Statistical Analysis
Relapse-free survival (RFS), was measured from date of enrolment to documented first recurrence or death as a result of colorectal cancer, and was censored at last follow-up or non-colorectal cancer-related death. Survival analyses were estimated using the Kaplan-Meier method using GraphPad Prism version 6.07 (GraphPad Software Inc., California, USA), where P values <0.05 were considered significant.
Results
Between Jan 2014 and Dec 2015, 49 patients were enrolled. Of these, 45 (92%) were included in the analysis, with four patients excluded due to inadequate blood samples (n=2), or no plasma sample being available (n=2). Two patients (4%) had no mutation found in their tumor, but were included in the analysis.

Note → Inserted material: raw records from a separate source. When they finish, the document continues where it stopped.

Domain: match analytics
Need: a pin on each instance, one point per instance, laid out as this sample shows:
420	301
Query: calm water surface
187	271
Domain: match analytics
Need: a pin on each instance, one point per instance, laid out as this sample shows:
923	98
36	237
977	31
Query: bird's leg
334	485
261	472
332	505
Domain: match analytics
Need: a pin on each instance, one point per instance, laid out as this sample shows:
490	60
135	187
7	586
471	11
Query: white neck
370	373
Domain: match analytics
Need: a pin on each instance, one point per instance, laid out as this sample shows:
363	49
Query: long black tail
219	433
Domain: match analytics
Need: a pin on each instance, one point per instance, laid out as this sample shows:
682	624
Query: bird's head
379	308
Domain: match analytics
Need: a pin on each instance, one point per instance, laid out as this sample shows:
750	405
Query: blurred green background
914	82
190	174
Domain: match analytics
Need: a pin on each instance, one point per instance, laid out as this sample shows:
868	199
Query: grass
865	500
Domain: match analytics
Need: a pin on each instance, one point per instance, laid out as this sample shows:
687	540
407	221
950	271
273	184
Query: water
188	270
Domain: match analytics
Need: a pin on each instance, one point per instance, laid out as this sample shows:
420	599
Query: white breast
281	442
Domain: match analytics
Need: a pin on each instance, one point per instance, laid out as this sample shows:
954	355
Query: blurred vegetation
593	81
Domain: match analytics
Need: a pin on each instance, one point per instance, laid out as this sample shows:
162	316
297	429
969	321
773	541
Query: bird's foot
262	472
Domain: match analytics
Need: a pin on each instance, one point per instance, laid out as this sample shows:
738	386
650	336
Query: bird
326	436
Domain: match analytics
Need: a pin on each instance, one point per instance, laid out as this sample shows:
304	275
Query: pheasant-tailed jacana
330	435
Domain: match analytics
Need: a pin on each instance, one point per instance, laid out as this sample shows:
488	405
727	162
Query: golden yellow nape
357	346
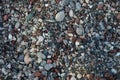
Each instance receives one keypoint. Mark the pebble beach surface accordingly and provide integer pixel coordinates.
(59, 39)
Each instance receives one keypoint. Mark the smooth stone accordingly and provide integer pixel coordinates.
(87, 1)
(40, 38)
(1, 61)
(73, 78)
(21, 57)
(114, 71)
(80, 30)
(27, 59)
(77, 43)
(48, 66)
(43, 63)
(39, 60)
(118, 54)
(10, 37)
(78, 6)
(79, 76)
(71, 13)
(40, 55)
(60, 16)
(17, 25)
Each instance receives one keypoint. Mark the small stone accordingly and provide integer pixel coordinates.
(48, 66)
(87, 1)
(10, 37)
(37, 74)
(77, 43)
(71, 13)
(1, 61)
(27, 58)
(60, 16)
(114, 71)
(21, 57)
(118, 54)
(100, 5)
(80, 30)
(79, 76)
(118, 16)
(39, 60)
(40, 55)
(17, 25)
(5, 17)
(78, 6)
(49, 61)
(73, 78)
(40, 38)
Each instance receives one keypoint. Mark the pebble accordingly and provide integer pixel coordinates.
(17, 25)
(41, 55)
(10, 37)
(117, 54)
(60, 16)
(27, 58)
(73, 78)
(55, 45)
(79, 76)
(71, 13)
(118, 16)
(48, 66)
(78, 6)
(113, 71)
(80, 30)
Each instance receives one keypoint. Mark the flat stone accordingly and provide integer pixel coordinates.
(40, 38)
(48, 66)
(73, 78)
(114, 71)
(60, 16)
(71, 13)
(10, 37)
(80, 30)
(79, 76)
(78, 6)
(27, 58)
(40, 55)
(17, 25)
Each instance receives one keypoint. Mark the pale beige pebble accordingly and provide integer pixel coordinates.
(27, 58)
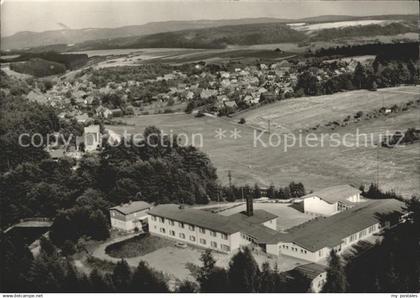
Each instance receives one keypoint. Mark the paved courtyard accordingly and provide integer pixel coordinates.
(179, 263)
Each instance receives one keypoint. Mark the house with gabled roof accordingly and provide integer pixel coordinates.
(331, 200)
(130, 216)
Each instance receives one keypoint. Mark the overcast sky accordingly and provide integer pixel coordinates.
(17, 15)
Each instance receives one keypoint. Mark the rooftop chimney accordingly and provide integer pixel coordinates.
(249, 206)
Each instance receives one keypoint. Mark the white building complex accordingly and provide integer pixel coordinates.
(211, 230)
(311, 241)
(331, 200)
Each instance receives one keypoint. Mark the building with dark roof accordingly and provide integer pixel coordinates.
(311, 241)
(211, 230)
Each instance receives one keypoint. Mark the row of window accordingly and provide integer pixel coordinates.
(190, 227)
(304, 251)
(213, 244)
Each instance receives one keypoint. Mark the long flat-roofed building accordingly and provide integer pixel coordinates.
(311, 241)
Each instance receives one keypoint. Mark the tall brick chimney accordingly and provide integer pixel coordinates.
(249, 206)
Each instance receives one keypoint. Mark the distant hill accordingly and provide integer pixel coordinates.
(99, 38)
(28, 39)
(208, 38)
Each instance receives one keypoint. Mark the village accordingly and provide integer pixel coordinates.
(218, 93)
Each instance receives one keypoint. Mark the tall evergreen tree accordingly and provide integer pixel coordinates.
(336, 278)
(121, 276)
(146, 280)
(210, 278)
(243, 272)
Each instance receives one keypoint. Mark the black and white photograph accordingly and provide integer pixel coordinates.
(209, 146)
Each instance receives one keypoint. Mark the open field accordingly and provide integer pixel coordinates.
(316, 167)
(320, 26)
(287, 216)
(322, 109)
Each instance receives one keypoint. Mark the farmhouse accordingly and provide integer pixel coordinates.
(311, 241)
(128, 217)
(331, 200)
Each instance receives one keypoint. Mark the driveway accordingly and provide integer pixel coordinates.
(178, 263)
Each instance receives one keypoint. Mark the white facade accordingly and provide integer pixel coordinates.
(194, 235)
(318, 282)
(318, 206)
(272, 224)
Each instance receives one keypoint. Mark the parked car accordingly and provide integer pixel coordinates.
(181, 245)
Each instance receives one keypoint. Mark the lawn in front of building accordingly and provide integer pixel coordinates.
(137, 246)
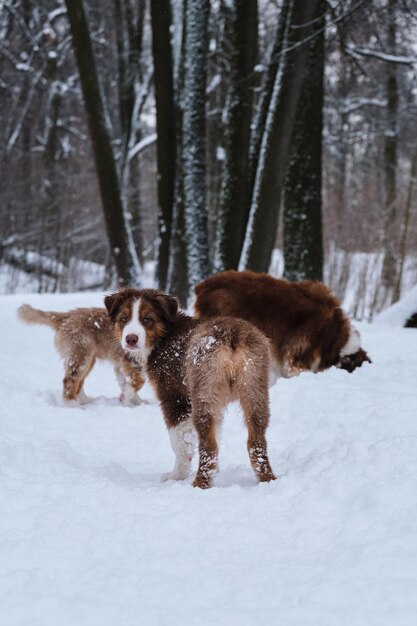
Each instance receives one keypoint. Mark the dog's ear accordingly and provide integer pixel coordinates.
(113, 302)
(168, 305)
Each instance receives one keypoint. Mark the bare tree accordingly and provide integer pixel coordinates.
(303, 238)
(194, 133)
(118, 231)
(233, 212)
(165, 124)
(272, 165)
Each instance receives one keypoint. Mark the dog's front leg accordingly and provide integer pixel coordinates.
(182, 438)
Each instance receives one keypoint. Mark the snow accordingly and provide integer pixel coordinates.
(398, 313)
(89, 534)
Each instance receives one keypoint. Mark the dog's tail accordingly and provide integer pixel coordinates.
(352, 354)
(35, 316)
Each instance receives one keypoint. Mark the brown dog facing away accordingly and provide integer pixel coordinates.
(82, 336)
(304, 321)
(196, 369)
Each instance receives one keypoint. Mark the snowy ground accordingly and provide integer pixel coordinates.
(89, 535)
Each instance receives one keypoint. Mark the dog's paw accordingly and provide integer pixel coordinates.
(202, 482)
(175, 475)
(130, 400)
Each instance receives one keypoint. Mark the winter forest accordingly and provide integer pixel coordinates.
(180, 138)
(238, 455)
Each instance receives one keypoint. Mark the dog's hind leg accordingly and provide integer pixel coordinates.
(255, 407)
(205, 424)
(76, 371)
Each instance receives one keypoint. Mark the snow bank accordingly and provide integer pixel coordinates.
(398, 313)
(89, 535)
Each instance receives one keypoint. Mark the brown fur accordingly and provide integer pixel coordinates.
(197, 368)
(303, 320)
(81, 337)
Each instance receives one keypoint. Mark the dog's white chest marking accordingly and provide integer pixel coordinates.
(135, 329)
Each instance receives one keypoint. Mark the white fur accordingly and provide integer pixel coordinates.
(134, 327)
(353, 343)
(183, 439)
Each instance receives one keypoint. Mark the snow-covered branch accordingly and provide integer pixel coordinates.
(380, 55)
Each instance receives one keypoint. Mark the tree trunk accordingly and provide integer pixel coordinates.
(118, 231)
(194, 137)
(233, 212)
(389, 268)
(178, 266)
(273, 159)
(303, 237)
(165, 124)
(404, 227)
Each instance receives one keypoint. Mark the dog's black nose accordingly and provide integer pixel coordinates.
(131, 340)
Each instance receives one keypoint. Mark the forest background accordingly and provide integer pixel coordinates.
(185, 137)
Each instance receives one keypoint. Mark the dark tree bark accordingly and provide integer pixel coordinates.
(275, 62)
(165, 124)
(273, 159)
(389, 269)
(119, 235)
(194, 137)
(233, 212)
(303, 237)
(178, 266)
(404, 227)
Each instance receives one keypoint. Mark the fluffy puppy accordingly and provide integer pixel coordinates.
(196, 369)
(81, 337)
(304, 321)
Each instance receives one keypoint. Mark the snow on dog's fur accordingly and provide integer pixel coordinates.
(304, 321)
(81, 337)
(196, 369)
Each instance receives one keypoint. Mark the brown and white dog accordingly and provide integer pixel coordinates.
(304, 321)
(81, 337)
(196, 368)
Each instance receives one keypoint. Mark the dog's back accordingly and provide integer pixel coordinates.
(307, 327)
(35, 316)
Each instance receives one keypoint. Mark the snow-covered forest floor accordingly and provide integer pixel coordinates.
(89, 535)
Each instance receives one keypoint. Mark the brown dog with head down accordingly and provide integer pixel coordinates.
(196, 369)
(304, 321)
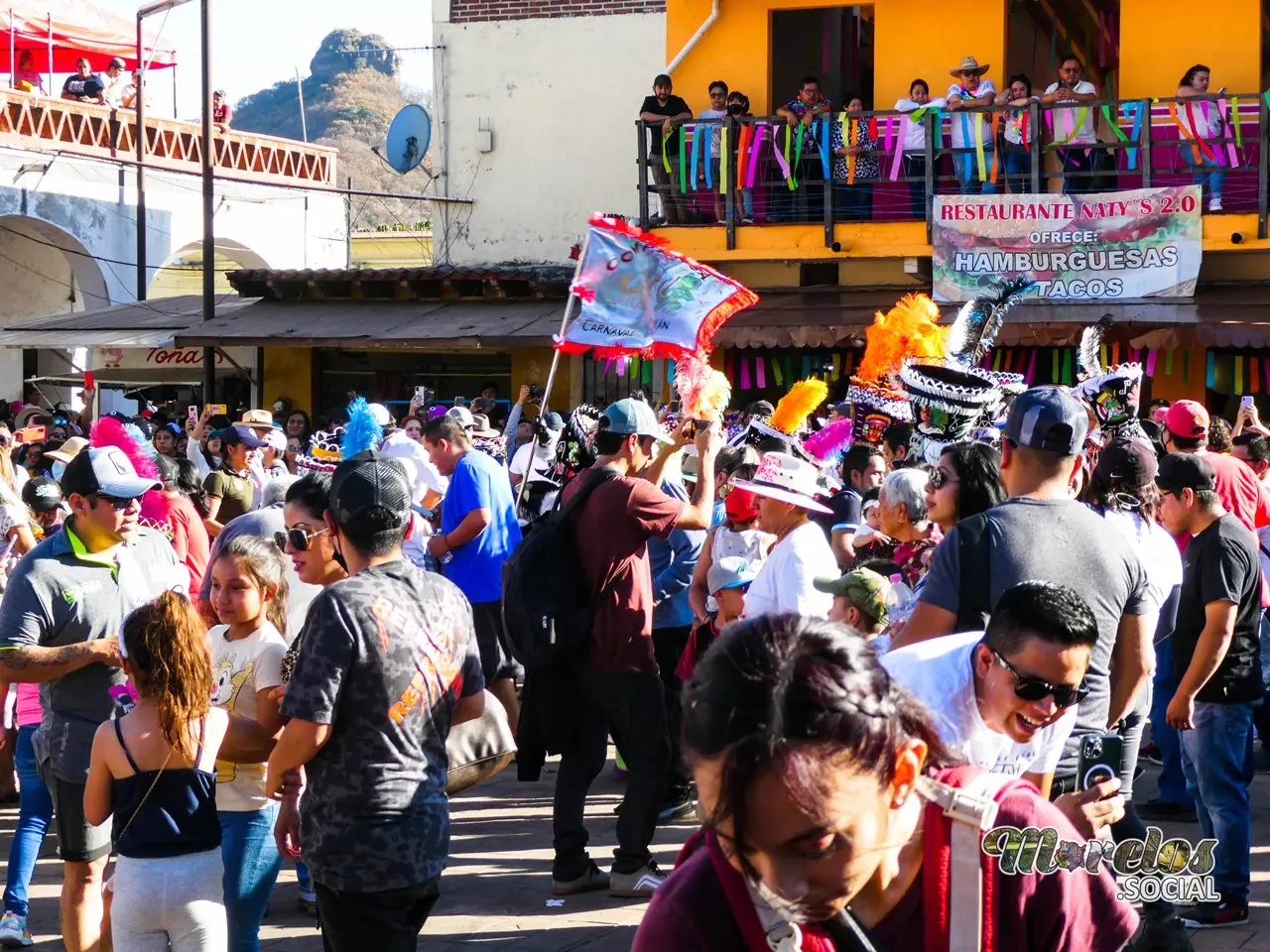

Baseline characteristics and outcomes are shown in Table 1. Median age was 67 years and 71% of patients were male. Seven (16%) were newly diagnosed and 38 were under surveillance after previous curative intent colorectal cancer surgery.
Table 1:
% | |||
---|---|---|---|
Age | Median (range) | 67 years (48–85) | |
>65 | 24 | 53 | |
<65 | 21 | 47 | |
Sex | M | 32 | 71 |
F | 13 | 29 | |
New diagnosis Surveillance | 7 | 16 | |
38 | 84 | ||
Primary location | Right | 15 | 33 |
Left | 13 | 29 | |
Rectum | 17 | 38 | |
Stage | 0 | 2 | 4 |
1 | 4 | 9 | |
2 | 18 | 40 | |
3 | 20 | 44 | |
4 | 1 | 2 | |
CEA | High | 15 | 33 |
Normal | 30 | 67 | |
CT CAP | Likely metastases* | 3 | 7 |
Abnormal | 41 | 91 | |
Normal | 1 | 2 | |
Clinical suspicion | High | 13 | 29 |
Intermediate | 22 | 49 | |
Low | 10 | 22 | |
FDG-PET | Total | 30 | 67 |
Likely metastases | 15 | ||
Equivocal | 9 | ||
Normal | 6 | ||
ctDNA | Positive | 14 | 31 |
Negative | 29 | 64 | |
No mutation | 2 | 4 | |
Metastases confirmed | 21 | 47 | |
Metastatectomy | Total | 13 | 29 |
Lung | 10 | ||
Liver | 2 | ||
Other | 1 (Brain) |
CT performed subsequent to enrollment
A consort diagram (Figure 1) illustrates patient features at diagnosis leading to enrolment and subsequent radiological investigations. At the time of enrolment, 6 patients had an isolated elevation of CEA (>5.0 μg/L), 9 had an elevated CEA and non-specific CT scan findings, and 30 had only non-specific CT scan findings. The median CEA level was 3 μg/L (range <0.5 – 36 μg/L).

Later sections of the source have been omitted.